There were tastes too, of those earlier times, with nibbles of homemade quince and plum jam, and freshly baked cornbread pulled from a beehive shaped adobe outdoor oven on a long handled wooden paddle, where much earlier in the morning, the oven had been heated by the crimson flames of an open fire.

Inside the Muir home, ladies created beautiful handworked lace, and fashioned intricate smocking on girls' dresses, or worked on exquisitely detailed quilts. Outside, John Keibel described the old-fashioned process of cutting and drying fruit on long wooden trays, while a beekeeper demonstrated how to successfully steal the sweet honey from the bees without being stung, by wearing thick gloves and mesh screened hat. A small boy, trying on the gloves and hat, was dwarfed by them as he practiced squeezing the bellows that would blow a pouf of smoke to stun the bees momentarily as you did your work.
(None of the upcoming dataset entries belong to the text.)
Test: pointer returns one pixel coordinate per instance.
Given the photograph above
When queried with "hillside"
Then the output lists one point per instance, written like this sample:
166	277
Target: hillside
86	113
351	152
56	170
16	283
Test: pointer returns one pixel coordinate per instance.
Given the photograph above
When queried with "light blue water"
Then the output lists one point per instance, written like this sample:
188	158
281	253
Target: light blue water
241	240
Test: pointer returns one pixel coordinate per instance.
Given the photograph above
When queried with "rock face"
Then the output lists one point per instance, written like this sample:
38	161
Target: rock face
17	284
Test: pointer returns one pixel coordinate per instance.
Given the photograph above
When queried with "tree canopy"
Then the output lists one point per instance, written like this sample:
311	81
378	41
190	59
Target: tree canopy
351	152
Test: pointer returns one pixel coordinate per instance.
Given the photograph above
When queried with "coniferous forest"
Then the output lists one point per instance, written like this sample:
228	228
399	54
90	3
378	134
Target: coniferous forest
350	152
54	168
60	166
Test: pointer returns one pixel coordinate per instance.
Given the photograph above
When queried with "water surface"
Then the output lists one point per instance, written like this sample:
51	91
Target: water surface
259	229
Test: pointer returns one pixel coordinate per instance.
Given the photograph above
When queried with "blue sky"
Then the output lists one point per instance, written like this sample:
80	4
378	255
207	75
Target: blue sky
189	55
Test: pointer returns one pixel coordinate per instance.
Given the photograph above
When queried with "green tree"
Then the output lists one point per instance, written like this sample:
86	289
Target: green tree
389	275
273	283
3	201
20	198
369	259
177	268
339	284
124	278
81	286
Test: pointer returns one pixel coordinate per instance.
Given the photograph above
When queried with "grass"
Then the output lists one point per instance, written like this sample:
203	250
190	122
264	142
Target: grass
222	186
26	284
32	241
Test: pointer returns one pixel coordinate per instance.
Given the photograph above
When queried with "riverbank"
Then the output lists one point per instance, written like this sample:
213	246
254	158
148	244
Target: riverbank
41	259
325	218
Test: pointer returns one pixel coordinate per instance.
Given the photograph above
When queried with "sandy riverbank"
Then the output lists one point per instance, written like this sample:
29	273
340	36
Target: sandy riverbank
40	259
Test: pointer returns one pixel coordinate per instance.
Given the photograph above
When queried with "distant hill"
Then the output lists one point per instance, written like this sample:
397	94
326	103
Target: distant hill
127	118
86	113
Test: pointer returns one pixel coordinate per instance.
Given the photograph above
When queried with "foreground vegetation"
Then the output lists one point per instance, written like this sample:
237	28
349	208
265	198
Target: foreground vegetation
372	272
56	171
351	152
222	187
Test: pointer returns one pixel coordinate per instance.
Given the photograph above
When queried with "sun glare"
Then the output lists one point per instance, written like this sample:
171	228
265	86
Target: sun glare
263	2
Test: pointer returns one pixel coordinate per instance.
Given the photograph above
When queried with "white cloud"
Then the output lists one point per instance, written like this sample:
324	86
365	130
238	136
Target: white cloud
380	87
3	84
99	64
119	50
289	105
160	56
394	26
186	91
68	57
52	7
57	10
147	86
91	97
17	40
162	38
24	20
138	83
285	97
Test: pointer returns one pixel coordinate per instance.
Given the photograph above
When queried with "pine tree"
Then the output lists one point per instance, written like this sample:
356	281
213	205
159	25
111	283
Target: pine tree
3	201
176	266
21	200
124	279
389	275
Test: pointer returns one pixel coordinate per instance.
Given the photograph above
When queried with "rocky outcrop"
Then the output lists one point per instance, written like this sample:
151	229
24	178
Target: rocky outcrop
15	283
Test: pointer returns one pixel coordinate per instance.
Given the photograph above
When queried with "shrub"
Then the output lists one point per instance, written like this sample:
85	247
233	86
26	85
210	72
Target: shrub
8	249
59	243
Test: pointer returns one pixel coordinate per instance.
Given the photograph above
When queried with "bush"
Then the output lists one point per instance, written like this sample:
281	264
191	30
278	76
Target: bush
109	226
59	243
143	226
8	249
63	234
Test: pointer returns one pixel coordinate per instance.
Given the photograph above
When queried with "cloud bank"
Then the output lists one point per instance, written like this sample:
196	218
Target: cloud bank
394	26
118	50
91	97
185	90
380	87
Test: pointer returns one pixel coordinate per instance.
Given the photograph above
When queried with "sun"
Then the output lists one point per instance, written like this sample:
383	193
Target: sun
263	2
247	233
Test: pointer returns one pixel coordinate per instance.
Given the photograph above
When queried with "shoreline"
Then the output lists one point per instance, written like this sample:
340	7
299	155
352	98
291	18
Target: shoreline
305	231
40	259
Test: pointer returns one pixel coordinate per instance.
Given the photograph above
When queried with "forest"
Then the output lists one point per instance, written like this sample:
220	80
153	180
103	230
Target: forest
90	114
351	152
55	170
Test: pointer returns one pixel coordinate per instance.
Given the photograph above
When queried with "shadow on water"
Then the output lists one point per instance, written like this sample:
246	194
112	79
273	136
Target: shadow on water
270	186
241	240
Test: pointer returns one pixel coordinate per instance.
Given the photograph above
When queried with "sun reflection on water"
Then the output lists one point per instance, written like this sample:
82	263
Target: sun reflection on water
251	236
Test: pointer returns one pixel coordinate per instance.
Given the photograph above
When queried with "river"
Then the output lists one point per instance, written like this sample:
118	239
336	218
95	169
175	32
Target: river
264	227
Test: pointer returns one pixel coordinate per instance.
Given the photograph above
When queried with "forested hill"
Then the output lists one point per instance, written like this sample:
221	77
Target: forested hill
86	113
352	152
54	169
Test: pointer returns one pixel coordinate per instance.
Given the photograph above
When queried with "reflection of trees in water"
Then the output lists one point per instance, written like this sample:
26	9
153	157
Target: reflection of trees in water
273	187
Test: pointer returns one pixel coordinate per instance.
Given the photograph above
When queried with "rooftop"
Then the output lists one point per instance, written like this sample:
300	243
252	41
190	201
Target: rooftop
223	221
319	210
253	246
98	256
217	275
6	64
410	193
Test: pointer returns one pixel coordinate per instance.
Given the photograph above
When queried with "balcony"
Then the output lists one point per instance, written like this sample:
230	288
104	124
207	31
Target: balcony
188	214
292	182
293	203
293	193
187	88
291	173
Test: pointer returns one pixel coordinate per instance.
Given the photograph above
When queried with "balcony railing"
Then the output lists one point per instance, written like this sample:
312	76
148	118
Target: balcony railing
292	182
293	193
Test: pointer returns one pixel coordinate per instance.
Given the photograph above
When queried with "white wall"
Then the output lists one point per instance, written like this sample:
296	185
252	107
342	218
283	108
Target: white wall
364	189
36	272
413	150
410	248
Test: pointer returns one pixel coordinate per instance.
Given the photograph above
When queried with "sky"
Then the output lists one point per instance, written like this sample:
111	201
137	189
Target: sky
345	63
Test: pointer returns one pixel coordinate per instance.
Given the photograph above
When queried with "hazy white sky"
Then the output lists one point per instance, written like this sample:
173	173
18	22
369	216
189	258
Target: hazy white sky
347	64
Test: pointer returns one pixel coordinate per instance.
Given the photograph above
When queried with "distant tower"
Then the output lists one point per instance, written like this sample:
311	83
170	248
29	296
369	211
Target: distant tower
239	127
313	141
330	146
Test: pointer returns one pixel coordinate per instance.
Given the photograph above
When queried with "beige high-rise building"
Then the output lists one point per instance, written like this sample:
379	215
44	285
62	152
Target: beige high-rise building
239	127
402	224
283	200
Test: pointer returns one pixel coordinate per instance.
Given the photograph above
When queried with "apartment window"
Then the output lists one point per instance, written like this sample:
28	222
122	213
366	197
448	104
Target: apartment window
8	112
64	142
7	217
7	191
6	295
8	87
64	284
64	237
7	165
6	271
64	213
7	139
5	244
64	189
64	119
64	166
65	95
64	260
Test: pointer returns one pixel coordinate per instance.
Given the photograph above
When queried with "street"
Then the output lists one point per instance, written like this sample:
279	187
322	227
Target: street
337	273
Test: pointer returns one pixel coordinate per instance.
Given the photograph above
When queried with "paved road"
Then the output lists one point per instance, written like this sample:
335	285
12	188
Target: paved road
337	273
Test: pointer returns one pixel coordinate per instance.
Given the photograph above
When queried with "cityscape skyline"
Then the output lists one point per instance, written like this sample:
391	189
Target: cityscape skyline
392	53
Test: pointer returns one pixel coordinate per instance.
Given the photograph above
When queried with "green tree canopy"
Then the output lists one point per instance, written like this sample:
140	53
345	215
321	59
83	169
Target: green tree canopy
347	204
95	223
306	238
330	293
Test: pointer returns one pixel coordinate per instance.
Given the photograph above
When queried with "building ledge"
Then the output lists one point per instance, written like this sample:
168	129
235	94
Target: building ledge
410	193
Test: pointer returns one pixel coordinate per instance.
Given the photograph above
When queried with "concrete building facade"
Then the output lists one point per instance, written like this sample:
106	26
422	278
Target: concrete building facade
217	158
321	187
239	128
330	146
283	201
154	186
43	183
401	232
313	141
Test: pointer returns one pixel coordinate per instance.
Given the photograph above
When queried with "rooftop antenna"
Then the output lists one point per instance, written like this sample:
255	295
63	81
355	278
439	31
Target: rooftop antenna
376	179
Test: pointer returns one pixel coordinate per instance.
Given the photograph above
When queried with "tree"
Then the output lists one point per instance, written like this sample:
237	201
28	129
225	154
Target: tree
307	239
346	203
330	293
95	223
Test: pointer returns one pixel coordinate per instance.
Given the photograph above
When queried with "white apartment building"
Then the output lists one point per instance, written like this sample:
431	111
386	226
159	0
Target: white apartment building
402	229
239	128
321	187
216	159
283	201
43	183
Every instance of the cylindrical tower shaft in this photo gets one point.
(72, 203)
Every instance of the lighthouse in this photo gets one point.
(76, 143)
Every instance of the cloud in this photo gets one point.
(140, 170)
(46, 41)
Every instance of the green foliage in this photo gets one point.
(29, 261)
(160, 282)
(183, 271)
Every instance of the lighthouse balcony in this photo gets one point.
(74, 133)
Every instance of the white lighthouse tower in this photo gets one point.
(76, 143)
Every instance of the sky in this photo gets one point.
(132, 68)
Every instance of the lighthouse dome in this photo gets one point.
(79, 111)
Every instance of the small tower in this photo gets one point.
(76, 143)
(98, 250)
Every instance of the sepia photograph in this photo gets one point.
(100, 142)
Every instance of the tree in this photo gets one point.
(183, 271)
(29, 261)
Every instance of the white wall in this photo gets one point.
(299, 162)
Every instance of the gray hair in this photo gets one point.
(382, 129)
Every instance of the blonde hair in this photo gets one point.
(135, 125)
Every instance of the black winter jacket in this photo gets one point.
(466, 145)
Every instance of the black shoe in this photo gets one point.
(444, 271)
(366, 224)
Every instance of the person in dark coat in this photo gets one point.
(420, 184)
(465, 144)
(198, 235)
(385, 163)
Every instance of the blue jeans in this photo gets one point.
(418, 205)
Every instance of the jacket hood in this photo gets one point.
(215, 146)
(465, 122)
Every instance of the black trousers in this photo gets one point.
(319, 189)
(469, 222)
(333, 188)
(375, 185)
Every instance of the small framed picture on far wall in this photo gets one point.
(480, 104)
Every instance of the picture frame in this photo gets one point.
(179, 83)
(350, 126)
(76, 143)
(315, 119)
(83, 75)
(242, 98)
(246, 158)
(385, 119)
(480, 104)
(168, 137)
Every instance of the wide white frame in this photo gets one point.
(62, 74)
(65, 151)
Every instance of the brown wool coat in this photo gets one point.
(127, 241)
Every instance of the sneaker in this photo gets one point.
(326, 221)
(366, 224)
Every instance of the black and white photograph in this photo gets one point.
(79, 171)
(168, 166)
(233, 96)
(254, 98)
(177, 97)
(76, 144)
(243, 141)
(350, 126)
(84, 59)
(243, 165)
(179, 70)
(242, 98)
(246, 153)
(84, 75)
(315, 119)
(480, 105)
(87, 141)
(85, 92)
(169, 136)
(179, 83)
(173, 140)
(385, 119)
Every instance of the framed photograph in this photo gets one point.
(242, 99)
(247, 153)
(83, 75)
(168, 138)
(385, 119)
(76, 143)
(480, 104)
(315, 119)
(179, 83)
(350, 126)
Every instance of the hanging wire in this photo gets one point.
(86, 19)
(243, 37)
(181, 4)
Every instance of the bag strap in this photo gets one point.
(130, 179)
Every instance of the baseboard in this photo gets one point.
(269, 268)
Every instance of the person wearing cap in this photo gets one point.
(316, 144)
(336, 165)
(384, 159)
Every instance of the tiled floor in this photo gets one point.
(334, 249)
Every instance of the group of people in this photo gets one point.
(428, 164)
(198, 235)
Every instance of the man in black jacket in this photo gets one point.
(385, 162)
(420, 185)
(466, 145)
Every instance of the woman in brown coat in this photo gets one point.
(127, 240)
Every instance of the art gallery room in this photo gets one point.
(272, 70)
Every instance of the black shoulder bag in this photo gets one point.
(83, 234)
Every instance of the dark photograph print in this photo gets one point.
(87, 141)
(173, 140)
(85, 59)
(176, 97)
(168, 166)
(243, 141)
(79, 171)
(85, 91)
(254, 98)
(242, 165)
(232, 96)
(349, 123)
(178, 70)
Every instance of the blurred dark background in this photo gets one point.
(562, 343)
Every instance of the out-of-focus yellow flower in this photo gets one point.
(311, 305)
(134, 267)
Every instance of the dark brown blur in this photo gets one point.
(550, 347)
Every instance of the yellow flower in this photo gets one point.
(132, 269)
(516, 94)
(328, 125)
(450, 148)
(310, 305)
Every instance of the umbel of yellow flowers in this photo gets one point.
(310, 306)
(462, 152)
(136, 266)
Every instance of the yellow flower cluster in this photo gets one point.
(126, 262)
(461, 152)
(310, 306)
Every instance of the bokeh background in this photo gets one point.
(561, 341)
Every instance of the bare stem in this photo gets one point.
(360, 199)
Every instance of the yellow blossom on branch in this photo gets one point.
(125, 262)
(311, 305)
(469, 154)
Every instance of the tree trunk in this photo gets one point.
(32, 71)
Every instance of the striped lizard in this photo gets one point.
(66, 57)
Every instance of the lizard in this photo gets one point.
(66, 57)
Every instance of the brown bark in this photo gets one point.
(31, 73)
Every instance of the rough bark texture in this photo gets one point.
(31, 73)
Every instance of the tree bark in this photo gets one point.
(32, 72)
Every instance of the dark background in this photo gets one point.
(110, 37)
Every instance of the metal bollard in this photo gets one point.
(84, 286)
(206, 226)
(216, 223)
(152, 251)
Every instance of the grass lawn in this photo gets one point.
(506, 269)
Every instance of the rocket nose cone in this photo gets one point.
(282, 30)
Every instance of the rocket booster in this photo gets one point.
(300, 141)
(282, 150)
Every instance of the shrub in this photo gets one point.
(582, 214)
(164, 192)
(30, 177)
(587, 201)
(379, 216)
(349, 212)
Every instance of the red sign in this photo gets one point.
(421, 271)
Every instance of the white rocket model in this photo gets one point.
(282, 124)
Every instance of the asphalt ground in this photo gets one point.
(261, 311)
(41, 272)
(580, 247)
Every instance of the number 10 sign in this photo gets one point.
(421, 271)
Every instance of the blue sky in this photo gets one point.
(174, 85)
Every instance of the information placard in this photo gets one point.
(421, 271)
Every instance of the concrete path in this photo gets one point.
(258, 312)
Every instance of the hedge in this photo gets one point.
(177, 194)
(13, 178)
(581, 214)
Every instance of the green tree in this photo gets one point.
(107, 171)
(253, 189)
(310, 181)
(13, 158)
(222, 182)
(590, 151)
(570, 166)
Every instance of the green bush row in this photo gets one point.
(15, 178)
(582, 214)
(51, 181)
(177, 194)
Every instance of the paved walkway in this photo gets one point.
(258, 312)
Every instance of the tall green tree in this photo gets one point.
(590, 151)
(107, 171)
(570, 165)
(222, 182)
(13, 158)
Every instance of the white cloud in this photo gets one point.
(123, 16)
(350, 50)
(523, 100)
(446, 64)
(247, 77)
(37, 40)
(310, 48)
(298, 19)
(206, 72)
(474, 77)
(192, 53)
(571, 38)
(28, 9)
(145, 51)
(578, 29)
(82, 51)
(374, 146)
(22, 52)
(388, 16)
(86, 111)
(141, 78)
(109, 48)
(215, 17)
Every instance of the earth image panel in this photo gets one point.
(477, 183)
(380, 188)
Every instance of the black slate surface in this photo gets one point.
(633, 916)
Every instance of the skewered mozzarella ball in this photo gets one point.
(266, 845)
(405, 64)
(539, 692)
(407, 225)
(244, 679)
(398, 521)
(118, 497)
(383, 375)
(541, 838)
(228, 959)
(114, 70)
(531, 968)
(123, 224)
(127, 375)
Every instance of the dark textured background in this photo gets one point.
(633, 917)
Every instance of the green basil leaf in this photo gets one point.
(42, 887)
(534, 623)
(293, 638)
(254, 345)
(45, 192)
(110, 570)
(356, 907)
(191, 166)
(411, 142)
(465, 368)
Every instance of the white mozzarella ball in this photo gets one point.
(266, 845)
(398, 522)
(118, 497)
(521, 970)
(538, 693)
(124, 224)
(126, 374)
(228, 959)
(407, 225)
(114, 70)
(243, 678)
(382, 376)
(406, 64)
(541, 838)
My mother, who was born in 1910, had the privilege of seeing the great man himself, John Muir, in person. As a child, she remembered seeing a tall bearded man when she played while her mother worked in Muir's cutting sheds during apricot season. Later, as an adult, she realized that it had been John Muir, supervising and checking on work being done cutting and drying apricots on the ranch each summer.

My daughter, who was born in 1970, also had the privilege of seeing John Muir in person in the year 1999. This time, in the person of Garth Gilchrist, whose lilting and musical Scots burr brought Muir to life as a younger man, telling the tales of his childhood in Scotland; of his early days in America, working from dawn until dusk on his sternly disciplined father's Wisconsin farm; and of his fateful journey across the United States, to find a final home and resting place, right here in Martinez.

Gilchrist's Muir was brought to life before our very eyes, like magic, erasing the years, the time that has passed, making him a young man again, full of fervent energy and enthusiasm, brimming with joy over the bounties of nature.